Já prevendo tal questionamento, Ling Ran respondeu com naturalidade: “Estou preparando a monografia de graduação, por isso pedi auxílio à irmã Li. Você chegou a ver os exames? Como estavam?”
“Muito... bonito”, a veterana respondeu, corrigindo-se logo depois: “Quer dizer, estavam ótimos, jovem, saudável, sem nenhum problema.”
Em seu íntimo, recriminava-se: Por que fui comentar casualmente? Dizer que o exame de ressonância de alguém é bonito... vão achar que sou louca, fadada à solidão!
“Se não há problema, está ótimo. Esta é a máquina, certo, irmã?” Ling Ran fingiu não perceber, voltando sua atenção ao computador do laboratório.

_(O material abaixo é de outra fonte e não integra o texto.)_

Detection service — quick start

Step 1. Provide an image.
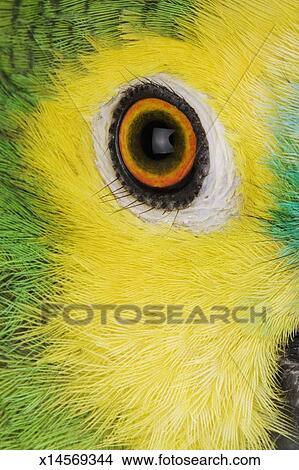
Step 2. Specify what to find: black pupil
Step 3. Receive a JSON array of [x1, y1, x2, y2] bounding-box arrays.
[[140, 121, 175, 160]]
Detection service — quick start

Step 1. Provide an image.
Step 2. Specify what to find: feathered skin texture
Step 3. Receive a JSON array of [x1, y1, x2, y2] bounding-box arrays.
[[0, 0, 299, 449]]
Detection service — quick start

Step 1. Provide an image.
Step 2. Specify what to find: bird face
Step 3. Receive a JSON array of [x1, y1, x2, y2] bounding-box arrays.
[[1, 1, 298, 449]]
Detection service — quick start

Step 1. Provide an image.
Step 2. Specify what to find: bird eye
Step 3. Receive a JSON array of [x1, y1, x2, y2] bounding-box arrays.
[[93, 74, 238, 231], [109, 83, 209, 209]]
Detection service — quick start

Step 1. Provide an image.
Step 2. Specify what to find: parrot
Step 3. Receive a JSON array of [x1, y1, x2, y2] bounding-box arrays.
[[0, 0, 299, 450]]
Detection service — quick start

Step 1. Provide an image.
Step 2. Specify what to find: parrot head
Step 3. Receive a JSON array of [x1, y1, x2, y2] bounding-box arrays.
[[0, 0, 299, 449]]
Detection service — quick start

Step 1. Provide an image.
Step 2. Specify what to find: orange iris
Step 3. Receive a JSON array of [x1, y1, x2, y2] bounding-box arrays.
[[118, 98, 197, 188]]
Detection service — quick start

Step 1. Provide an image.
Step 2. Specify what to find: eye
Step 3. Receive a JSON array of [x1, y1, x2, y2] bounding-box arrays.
[[93, 74, 239, 231], [109, 83, 209, 210]]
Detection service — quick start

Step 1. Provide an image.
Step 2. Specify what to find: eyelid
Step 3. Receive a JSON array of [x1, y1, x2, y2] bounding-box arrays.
[[93, 74, 240, 233]]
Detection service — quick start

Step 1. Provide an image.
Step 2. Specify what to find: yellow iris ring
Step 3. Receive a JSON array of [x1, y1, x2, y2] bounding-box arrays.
[[119, 98, 197, 188]]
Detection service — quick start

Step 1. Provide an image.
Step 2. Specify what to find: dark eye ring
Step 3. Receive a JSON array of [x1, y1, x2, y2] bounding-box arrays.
[[109, 82, 209, 210]]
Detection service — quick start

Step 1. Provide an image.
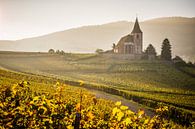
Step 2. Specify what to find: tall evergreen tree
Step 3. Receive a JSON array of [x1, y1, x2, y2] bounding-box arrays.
[[161, 38, 172, 61], [145, 44, 156, 56]]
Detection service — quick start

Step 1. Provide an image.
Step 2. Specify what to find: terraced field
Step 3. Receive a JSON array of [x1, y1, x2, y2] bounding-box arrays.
[[0, 52, 195, 123]]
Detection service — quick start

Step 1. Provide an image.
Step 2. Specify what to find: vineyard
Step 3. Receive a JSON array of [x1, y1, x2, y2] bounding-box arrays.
[[0, 70, 190, 129], [0, 52, 195, 128]]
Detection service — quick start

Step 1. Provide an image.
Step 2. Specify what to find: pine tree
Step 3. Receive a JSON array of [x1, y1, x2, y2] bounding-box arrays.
[[161, 38, 171, 61], [145, 44, 156, 56]]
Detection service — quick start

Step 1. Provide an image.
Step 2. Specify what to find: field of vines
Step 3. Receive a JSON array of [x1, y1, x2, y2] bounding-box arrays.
[[0, 52, 195, 128], [0, 69, 194, 129]]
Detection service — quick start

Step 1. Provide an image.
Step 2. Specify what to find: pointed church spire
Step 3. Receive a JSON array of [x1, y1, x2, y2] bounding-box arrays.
[[131, 17, 142, 33]]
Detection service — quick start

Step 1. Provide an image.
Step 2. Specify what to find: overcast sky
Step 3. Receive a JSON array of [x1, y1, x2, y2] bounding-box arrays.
[[0, 0, 195, 40]]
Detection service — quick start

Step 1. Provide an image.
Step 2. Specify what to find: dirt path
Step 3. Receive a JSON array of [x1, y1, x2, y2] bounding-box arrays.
[[88, 89, 155, 116]]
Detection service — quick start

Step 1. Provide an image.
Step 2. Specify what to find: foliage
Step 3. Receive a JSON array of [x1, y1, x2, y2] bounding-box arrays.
[[145, 44, 156, 56], [0, 81, 187, 129], [161, 38, 171, 61]]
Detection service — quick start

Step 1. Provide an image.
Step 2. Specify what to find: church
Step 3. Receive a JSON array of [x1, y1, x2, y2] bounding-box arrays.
[[113, 18, 143, 58]]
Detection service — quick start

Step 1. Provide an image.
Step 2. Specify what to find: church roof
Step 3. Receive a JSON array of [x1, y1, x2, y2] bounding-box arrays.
[[131, 18, 142, 33], [117, 34, 133, 47]]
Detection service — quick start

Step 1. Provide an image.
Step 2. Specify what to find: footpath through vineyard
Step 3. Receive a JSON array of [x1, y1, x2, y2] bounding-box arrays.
[[88, 89, 155, 117]]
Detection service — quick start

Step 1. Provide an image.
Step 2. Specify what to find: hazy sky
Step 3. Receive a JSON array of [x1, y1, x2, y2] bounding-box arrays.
[[0, 0, 195, 40]]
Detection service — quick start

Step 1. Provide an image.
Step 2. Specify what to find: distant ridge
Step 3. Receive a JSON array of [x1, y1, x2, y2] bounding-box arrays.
[[0, 17, 195, 59]]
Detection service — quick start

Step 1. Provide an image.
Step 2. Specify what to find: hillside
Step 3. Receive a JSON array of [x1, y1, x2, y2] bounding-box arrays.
[[0, 17, 195, 60]]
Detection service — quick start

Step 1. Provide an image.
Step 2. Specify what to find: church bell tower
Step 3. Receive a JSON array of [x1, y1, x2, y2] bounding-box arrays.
[[131, 17, 143, 54]]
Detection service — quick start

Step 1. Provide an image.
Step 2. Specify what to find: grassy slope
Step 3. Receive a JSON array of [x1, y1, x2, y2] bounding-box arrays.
[[0, 53, 195, 113]]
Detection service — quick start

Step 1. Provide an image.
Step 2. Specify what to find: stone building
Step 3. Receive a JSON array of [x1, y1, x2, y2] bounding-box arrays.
[[113, 18, 143, 59]]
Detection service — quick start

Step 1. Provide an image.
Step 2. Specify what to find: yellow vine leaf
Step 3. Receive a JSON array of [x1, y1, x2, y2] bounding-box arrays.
[[87, 111, 95, 120], [138, 109, 144, 118], [124, 118, 133, 125], [115, 101, 121, 106], [117, 112, 124, 121], [120, 106, 128, 110], [76, 103, 81, 111]]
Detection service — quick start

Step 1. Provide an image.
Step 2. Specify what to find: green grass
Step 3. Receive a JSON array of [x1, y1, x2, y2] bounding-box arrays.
[[0, 53, 195, 113]]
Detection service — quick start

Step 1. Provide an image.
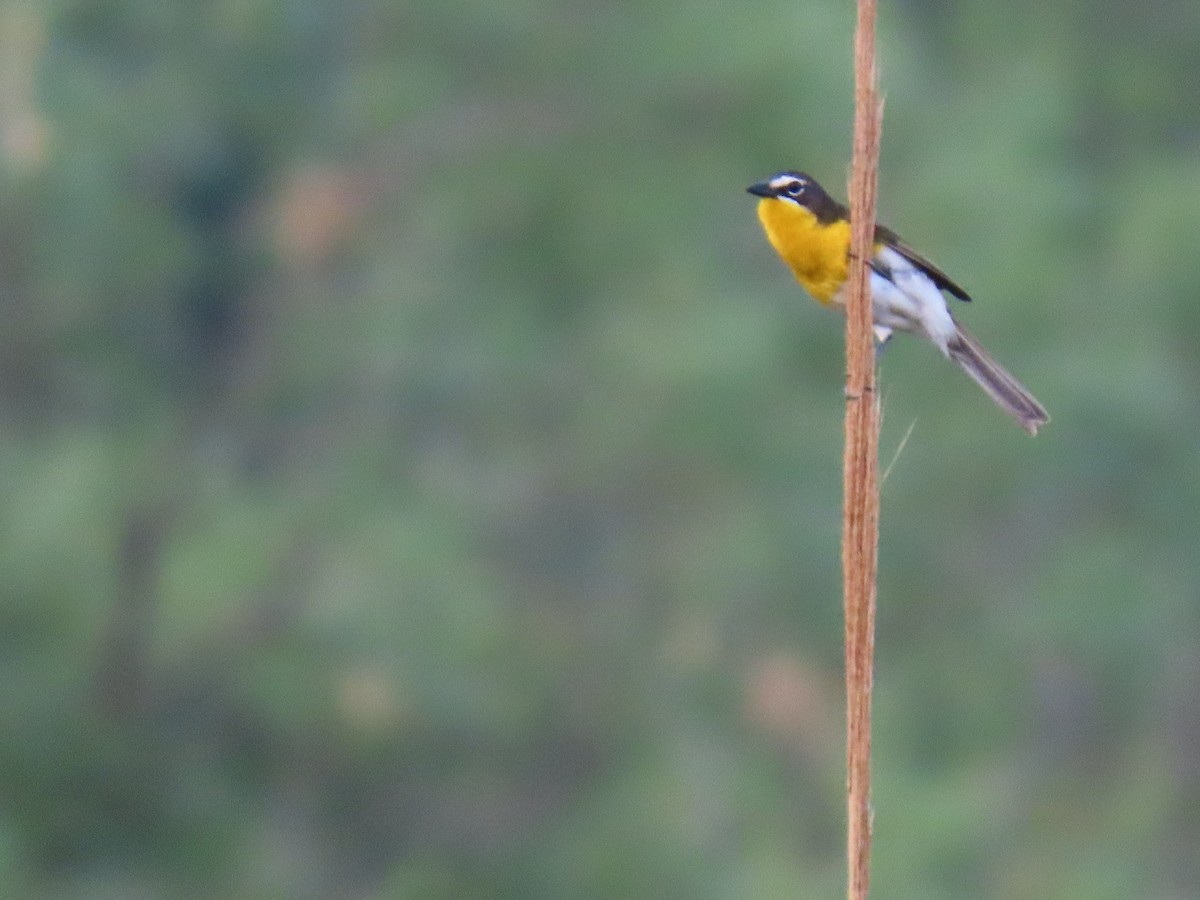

“Sim, está equipada com o software estatístico SPSS 20.0. Com os dados certos, usando nosso plugin, você pode fazer o diagnóstico DSM-IV para esquizofrenia. As avaliações CQB, BDI, PDI e PSYRATS são todas possíveis...” Ao tratar de assuntos técnicos, a veterana tornava-se eloquente.
Em seguida, passou a ensinar Ling Ran, com esmero, o manuseio do software.
Todos os anos, estudantes de graduação da faculdade de medicina vinham ao laboratório tomar emprestadas as máquinas e os programas para a redação de monografias, mas poucos recebiam orientação tão atenciosa — privilégio de Ling Ran.
A veterana também se sentia satisfeita; ensinou ao astro da escola o uso do programa com dedicação, despedindo-se relutante: “Agora você pode continuar sozinho, vou sair um instante.”
Dados de pacientes não eram de seu feitio presenciar.
“Tudo bem, muito obrigado, irmã.” Ling Ran sentou-se sem hesitar, concentrando-se na tela do computador.
A veterana saiu à contragosto, lançando olhares para trás a cada passo. Assim que a porta se fechou completamente, Ling Ran levantou-se, trancou-a por dentro e retirou, silencioso, um grosso maço de questionários de sua mochila.
Elaborara aqueles formulários nos últimos dias, gravando inclusive algumas sessões em vídeo para evitar a influência de delírios ou esquizofrenia, parte das quais submetera ao crivo dos colegas.
Para estudantes de medicina, servir a si próprios de material experimental não era novidade, sobretudo em análises psiquiátricas, que não envolviam bisturi ou agulhas; muitos se incluíam de bom grado como objeto de estudo.
Seguindo as instruções da veterana, Ling Ran digitou um a um os números e letras nos campos correspondentes do plugin, revisou duas vezes e clicou em “executar”.
O computador começou a trabalhar, rangendo e zumbindo.
Apesar de os dados serem de uma só casa decimal, ao serem processados pelas fórmulas e coeficientes, o volume de cálculo não era pequeno.
Após um bom tempo, ouviu-se finalmente o ruído da impressora.
Ling Ran apanhou logo o papel impresso, dirigindo-se de imediato ao resultado final.
“Hm... o valor de referência da Escala de Viés Cognitivo de Davos é de 128,05 ± 26,5; o meu é... 154. Ufa, ainda bem, falta só 0,55 para ser considerado psicótico.”
Ergueu-se satisfeito, pronto para finalmente reivindicar seu pacote de boas-vindas, mas logo hesitou.
Era melhor escolher um lugar seguro e isolado para esse tipo de empreitada; caso o pacote contivesse um Transformer, não queria causar problemas às autoridades.